AZE.US
A new fast-food restaurant opened on Nizami Street in Baku on May 7 with a mission that should have been easy to support.
Daun Burger Baku, launched by entrepreneur Ellyar Gasimov, hired 20 young people with Down syndrome as part of its opening. One of them was appointed manager. The event brought together young people with Down syndrome, their families and supporters of social inclusion.
The idea is important. People with Down syndrome should have access to work, income, public life and ordinary daily interaction with customers. They should not be visible only during charity campaigns, television segments or symbolic public events. A restaurant that gives them real jobs can be a strong example for Azerbaijan.
But the name of the restaurant is a serious mistake.
Daun Burger is not an acceptable name for an inclusion project. It turns a medical condition into a commercial label and places it on a fast-food sign. In a society where the word “daun” is widely used as an insult, the choice is especially painful.
This is not a minor wording issue. Language shapes the way people are seen. When a word linked to disability is used casually, mockingly or commercially, it can reinforce the same stigma that inclusion is supposed to fight.
The correct language is simple: people with Down syndrome. Not a diagnosis instead of a person. Not a label. Not a brand. The person comes first.
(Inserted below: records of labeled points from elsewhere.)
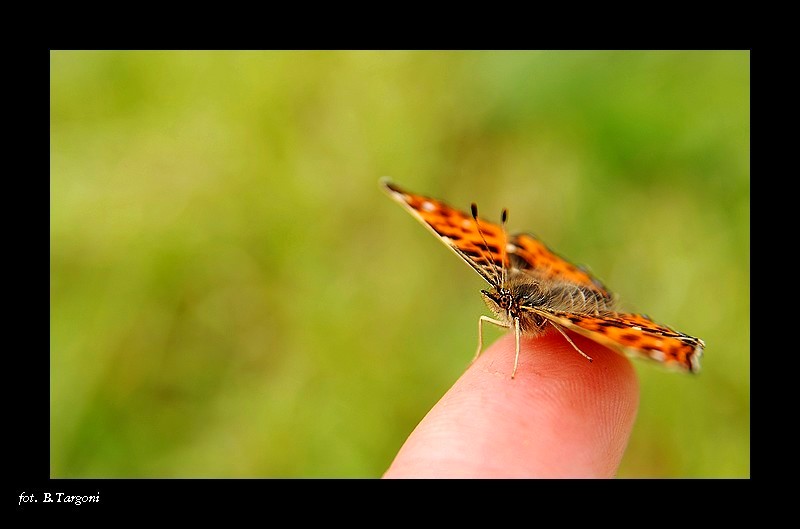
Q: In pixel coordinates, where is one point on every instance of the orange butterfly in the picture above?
(532, 287)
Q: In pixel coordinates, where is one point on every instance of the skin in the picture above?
(560, 417)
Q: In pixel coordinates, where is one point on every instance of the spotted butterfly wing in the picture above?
(635, 335)
(484, 247)
(457, 230)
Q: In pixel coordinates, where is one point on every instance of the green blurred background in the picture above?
(233, 296)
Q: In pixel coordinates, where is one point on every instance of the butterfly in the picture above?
(532, 288)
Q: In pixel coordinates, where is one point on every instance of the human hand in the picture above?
(560, 417)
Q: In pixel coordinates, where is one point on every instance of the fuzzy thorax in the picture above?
(522, 296)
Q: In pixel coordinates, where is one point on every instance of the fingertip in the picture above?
(560, 416)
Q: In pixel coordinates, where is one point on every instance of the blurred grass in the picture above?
(232, 296)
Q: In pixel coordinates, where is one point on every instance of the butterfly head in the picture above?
(503, 301)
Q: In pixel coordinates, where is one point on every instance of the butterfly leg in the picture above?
(480, 332)
(558, 328)
(516, 355)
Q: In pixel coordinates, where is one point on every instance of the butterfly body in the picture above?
(533, 287)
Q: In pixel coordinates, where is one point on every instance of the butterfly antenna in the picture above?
(504, 251)
(474, 209)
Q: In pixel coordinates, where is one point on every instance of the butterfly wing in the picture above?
(458, 230)
(532, 256)
(635, 335)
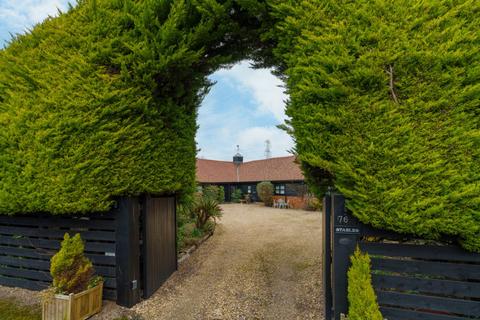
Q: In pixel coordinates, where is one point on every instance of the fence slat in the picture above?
(23, 283)
(428, 252)
(46, 255)
(56, 233)
(100, 222)
(25, 273)
(53, 244)
(439, 287)
(417, 301)
(450, 270)
(403, 314)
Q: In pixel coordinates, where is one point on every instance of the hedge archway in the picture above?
(101, 101)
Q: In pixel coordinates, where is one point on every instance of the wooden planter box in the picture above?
(77, 306)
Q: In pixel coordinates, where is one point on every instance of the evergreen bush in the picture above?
(384, 105)
(265, 192)
(102, 100)
(71, 271)
(236, 195)
(362, 300)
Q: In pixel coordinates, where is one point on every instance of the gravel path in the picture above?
(261, 263)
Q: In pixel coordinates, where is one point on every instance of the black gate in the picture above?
(159, 242)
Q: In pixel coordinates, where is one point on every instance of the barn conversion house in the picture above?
(283, 172)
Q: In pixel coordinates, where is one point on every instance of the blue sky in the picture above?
(242, 108)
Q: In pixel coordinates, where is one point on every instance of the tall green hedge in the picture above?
(385, 103)
(102, 100)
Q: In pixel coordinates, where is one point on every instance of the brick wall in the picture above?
(295, 202)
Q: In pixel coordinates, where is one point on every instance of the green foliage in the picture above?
(196, 219)
(361, 297)
(265, 192)
(236, 195)
(71, 271)
(102, 100)
(312, 203)
(13, 310)
(205, 209)
(384, 104)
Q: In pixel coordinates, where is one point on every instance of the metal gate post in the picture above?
(327, 255)
(346, 231)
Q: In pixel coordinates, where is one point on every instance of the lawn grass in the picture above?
(11, 310)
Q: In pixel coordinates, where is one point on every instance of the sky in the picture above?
(243, 107)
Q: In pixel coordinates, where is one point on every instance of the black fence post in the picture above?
(128, 251)
(327, 255)
(346, 231)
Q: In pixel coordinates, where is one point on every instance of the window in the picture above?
(280, 189)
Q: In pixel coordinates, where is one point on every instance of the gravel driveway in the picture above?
(261, 263)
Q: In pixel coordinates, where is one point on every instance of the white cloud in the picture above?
(252, 142)
(17, 16)
(266, 89)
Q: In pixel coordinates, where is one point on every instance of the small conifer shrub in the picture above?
(361, 297)
(71, 271)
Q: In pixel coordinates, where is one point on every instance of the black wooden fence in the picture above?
(411, 281)
(112, 242)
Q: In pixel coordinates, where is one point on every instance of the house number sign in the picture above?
(346, 224)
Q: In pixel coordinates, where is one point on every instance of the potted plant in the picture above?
(76, 294)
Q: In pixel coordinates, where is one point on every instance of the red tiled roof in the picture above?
(274, 169)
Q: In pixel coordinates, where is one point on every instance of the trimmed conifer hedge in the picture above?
(102, 101)
(384, 102)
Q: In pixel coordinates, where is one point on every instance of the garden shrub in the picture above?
(265, 192)
(71, 271)
(205, 209)
(361, 296)
(312, 203)
(237, 195)
(384, 105)
(102, 100)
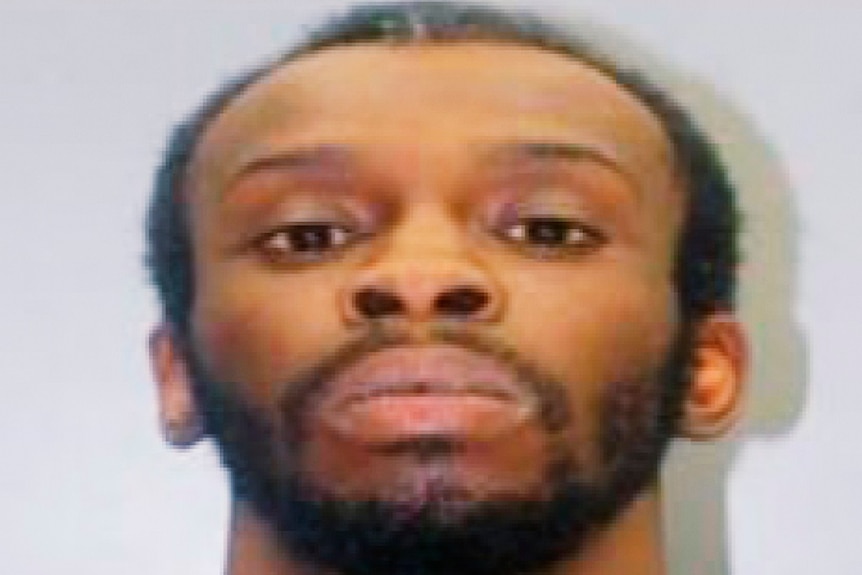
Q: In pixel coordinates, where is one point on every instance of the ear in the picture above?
(180, 420)
(718, 371)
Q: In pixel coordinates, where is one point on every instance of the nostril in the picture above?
(465, 300)
(373, 303)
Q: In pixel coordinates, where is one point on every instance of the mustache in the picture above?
(297, 396)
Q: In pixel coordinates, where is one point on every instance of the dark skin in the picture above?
(534, 203)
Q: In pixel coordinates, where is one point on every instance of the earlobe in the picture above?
(178, 414)
(718, 371)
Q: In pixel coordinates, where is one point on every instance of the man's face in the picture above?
(436, 277)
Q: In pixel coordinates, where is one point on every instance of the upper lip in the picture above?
(439, 370)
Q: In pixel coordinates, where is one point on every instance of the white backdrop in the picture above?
(89, 89)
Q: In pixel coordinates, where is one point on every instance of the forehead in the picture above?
(467, 93)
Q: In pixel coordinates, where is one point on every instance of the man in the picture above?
(442, 284)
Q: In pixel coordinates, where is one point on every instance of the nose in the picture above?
(425, 275)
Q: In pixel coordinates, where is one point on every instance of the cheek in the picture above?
(589, 335)
(257, 331)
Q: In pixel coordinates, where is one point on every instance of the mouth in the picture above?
(424, 395)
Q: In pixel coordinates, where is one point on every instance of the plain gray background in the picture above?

That distinction matters because inclusion is not only about employment. It is also about dignity. A business cannot claim to support people with Down syndrome while using a name that many families may hear as humiliating or insensitive.
The project itself should not be dismissed. Hiring 20 young people with Down syndrome is a meaningful step. Appointing one of them as manager sends an even stronger message. These are exactly the kinds of opportunities Azerbaijan needs more of.
But good intentions do not erase the harm of a bad name.
If the goal is to show that people with Down syndrome are full and valuable members of society, the project should begin with respect. That means changing the name while preserving the jobs, the team and the mission.
The restaurant’s founders still have a chance to correct this. A public acknowledgment and a new name would not weaken the project. It would make it stronger. It would show that the organizers are listening to the very community they say they want to support.
True inclusion is not about putting people with Down syndrome on display. It is about allowing them to work, lead, earn, participate and be treated as individuals.
Azerbaijan needs more inclusive businesses. But inclusion cannot begin with a word that hurts the people it is meant to empower.